MHI to license FGD technologies to India's BHEL

Gerald Ondrey

On April 3, Mitsubishi Heavy Industries, Ltd. (MHI; Tokyo, Japan; www.mhi.co.jp) concluded an agreement with Bharat Heavy Electricals Ltd. (BHEL; New Delhi, India), a state-owned heavy electrical-equipment manufacturer, under which MHI will license its fluegas-desulfurization (FGD) technologies to BHEL. The licensing agreement covers MHI's EPC (engineering, procurement and construction) technologies for limestone/gypsum-based and seawater-based fluegas desulfurization systems for coal-fired boilers used in power generation applications and for industrial boilers. The event marks the first time a Japanese company is to provide fluegas desulfurization technologies to a licensee in India.

Fluegas desulfurization systems clean the fluegas emitted during the combustion of coal and other fuels by removing the sulfur dioxide contained in such gas. MHI's desulfurization technology is distinguished by the adoption of a liquid column tower that improves the efficiency of contact between the fluegas and the absorption liquid, resulting in outstanding SO2 absorption performance.

In the liquid column tower method, limestone slurry is sprayed upward from the lower area of an absorption tower. Twice — on ascending and again on descending — the slurry liquid makes contact with the fluegas, causing a reaction whereby the SO2 content is removed. In addition to featuring a simpler structure than conventional systems, this method enables outstanding SO2 removal performance.

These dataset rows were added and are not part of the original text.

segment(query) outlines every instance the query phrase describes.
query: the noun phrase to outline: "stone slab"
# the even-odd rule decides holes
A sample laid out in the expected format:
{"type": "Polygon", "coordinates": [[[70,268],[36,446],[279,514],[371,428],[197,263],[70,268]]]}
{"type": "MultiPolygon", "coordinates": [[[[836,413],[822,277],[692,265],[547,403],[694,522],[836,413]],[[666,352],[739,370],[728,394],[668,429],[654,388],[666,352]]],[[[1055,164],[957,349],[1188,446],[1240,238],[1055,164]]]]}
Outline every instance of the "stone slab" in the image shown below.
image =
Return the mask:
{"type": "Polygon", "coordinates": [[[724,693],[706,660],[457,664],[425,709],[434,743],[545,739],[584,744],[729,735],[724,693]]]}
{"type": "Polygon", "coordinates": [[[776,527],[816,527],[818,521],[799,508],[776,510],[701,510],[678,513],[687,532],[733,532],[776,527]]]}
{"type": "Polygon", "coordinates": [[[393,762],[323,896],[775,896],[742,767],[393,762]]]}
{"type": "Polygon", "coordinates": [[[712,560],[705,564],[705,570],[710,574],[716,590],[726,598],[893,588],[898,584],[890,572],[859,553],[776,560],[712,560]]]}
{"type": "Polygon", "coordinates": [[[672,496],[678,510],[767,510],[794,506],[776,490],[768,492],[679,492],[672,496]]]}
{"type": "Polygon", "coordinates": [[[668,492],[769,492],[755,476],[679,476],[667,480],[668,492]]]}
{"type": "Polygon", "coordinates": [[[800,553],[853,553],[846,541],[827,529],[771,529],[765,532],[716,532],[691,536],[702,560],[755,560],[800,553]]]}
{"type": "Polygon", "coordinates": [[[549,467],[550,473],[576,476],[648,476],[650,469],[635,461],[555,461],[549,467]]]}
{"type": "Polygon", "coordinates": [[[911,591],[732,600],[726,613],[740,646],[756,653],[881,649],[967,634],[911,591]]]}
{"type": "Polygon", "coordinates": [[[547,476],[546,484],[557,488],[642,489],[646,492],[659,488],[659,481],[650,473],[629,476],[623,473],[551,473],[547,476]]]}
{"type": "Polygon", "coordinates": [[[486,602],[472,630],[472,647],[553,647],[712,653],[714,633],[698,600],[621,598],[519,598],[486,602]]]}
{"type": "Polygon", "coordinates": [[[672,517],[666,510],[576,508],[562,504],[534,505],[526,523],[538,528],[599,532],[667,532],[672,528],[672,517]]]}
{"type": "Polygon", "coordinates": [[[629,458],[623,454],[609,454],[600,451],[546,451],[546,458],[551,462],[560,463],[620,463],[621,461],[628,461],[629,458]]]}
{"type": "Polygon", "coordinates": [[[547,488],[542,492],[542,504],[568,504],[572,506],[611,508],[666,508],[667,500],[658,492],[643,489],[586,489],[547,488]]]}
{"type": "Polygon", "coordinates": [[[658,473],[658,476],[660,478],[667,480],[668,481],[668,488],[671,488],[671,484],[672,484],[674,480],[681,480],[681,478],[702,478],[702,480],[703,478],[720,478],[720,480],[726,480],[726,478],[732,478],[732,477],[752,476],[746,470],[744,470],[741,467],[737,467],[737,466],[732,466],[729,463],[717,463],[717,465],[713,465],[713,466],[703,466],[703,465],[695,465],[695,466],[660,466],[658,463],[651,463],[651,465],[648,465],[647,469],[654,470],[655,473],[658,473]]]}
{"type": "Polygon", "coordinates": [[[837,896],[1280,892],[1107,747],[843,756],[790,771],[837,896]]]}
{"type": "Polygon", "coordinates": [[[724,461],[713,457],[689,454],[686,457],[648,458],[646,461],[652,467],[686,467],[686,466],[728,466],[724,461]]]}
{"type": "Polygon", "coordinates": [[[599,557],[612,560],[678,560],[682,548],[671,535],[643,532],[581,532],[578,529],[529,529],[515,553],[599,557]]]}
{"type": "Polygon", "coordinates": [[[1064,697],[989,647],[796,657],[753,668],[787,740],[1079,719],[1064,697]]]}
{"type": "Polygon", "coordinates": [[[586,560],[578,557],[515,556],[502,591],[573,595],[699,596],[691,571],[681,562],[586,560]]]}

BHEL has been eager to introduce advanced desulfurization technologies ahead of India's anticipated tightening of the country's environmental regulations going forward, in order to secure a leading position within this market. Meanwhile MHI has been looking to secure a foothold into the Indian market, where rapid growth in desulfurization equipment is expected. The aims of the two companies have thus meshed in the conclusion of the licensing agreement.

In India, today more than 60% of the country's electric power, approximately 100 gigawatts (GW), is produced by firing coal. But in tandem with economic development, in its 12th Five Year Plan (2012–2017) India plans to introduce additional coal-fired power plants to generate some 80 GW more. Presently the country's SO2 regulations have not come fully into force and installations of FGD equipment are limited. However, as India's air-pollution problems are becoming increasingly serious, moves toward tightening the nation's environmental regulations are under way, and demand for FGD equipment is expected to expand.

BHEL is India's largest heavy electrical equipment manufacturer, with 14 factories in its domestic network. The company's business portfolio spans from the manufacture and supply of such diverse equipment and facilities as boilers, steam turbines, gas turbines, hydraulic turbines, power generators and power transmission facilities, to construction of power plants on a full-turnkey basis. BHEL enjoys an overwhelming share in its domestic market for thermal power generation equipment. It also has a favorable relationship with MHI, as illustrated by MHI's licensing in 2007 of technology relating to the various pumps used in thermal power plants.